For example, in certain embodiments the sealer and/or the topcoat
are deposited from a composition comprising a polymer comprising an
alkyd portion and a free radical curable portion, such as is
described in U.S. patent application Publication No. 2004-0013895
A1, which is incorporated by reference herein. In certain
embodiments, the radiation, curable composition from which at least
one of the sealer and topcoat is deposited comprises a 100% solids
or a waterborne composition.
[0053] In certain embodiments, the sealer and/or topcoat are
deposited from a radiation curable composition that comprises a
radiation curable material susceptible to cationic cure. In such
cases, it is often desirable to include a cationic photoinitiator
in the coating composition from which the colorant layer and/or the
treatment layer is deposited. In other embodiments of the present
invention, the sealer and/or topcoat are deposited from a radiation
curable composition that comprises a radiation curable material
susceptible to free radical cure. In such cases, it is often
desirable to include a free radical photoinitiator in the coating
composition from which the colorant layer and/or the treatment
layer is deposited.
[0054] In certain embodiments, the treatment layer is first applied
to the substrate, followed by the colorant layer and at least one
of a sealer and a topcoat. In other embodiments of the present
invention, however, a toner is first applied to the substrate. In
such embodiments, the toner may or may not undergo oxidative cure
before application of a treatment layer, followed by application of
a stain, which is applied to the substrate after the treatment
layer is allowed to dry. The stain may or may not undergo oxidative
cure before application of the sealer and/or topcoat (application
of the sealer and/or topcoat to the uncured stain and/or toner will
be understood by one skilled in the art as a "wet on wet"
application). After the sealer and/or topcoat is applied, these
layers are at least partially cured. While not being bound by any
theory, it is believed that some radiation curable monomers present
in the sealer and/or topcoat radiation curable compositions may
migrate into the stain layer, the toner layer, the treatment layer
and/or the porous substrate during application and prior to cure.

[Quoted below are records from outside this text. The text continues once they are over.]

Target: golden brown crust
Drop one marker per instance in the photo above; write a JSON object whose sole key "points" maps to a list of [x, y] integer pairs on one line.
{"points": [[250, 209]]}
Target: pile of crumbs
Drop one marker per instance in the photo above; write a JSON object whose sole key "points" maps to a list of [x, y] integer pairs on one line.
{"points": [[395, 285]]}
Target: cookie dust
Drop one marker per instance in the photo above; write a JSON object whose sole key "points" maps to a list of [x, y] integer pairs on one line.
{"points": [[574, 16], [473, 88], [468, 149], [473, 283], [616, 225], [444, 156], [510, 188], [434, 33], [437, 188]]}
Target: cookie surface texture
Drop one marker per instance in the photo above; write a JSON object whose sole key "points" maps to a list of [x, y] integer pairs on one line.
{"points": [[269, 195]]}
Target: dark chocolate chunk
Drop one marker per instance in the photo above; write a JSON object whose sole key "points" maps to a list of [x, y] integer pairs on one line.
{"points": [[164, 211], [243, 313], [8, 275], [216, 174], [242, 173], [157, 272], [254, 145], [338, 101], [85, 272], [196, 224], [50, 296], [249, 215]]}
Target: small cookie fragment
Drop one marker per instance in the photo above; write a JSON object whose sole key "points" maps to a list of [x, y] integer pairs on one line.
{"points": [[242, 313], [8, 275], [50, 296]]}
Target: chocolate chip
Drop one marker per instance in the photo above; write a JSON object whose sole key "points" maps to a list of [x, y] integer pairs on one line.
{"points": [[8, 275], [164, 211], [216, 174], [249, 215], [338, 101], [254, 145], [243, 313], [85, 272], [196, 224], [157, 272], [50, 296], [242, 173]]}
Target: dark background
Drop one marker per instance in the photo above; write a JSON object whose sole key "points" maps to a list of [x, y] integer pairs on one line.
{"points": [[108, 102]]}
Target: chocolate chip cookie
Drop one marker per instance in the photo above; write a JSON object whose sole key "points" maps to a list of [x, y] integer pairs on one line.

The presence of radiation curable initiators in the stain layer,
the toner layer, the treatment layer and/or the porous substrate
may allow the radiation curable monomers that have migrated therein
to be cured during cure of the sealer and/or topcoat. As a result,
interlayer bonding may occur, and interlayer adhesion as well as
adhesion to the substrate improved. As indicated, however, the
present invention is not limited to this mechanism. As a result,
the multi-layer composite coatings of the present invention may
offer desirable levels of adhesion, toughness, appearance, feel
and/or stain/solvent resistance, among other properties. As used
herein, the term "partial cure" refers to any stage of curing
between complete cure and no cure.
[0055] In certain embodiments, the substrates of the present
invention are coated with a multi-layer composite coating
exhibiting a tape adhesion of at least 50%, with tape adhesion
testing being performed according to ASTM D-359. In certain
embodiments, such coatings exhibit a tape adhesion of at least 85%
or, in some cases, 100%.
[0056] In certain embodiments, the substrates of the present
invention are coated with a multi-layer composite coating
exhibiting nickel scrape resistance of at least 8. Nickel scrape
resistance is a quantitative evaluation of a coating system's
resistance to gouge. As used herein, nickel scrape resistance is
tested using five replicates on a single sample and with results
reported in comparison to a control coating system. The test may be
conducted using a United States Government 5 cent coin without
obviously worn surfaces. The nickel is grasped between the thumb
and forefinger and, using medium to firm pressure, the nickel edge
is scraped over the coated surface. The pressure # required to
gouge the coated surface is assigned a whole number from 1 to 10
with 1 being minimal effort and 10 being maximum effort.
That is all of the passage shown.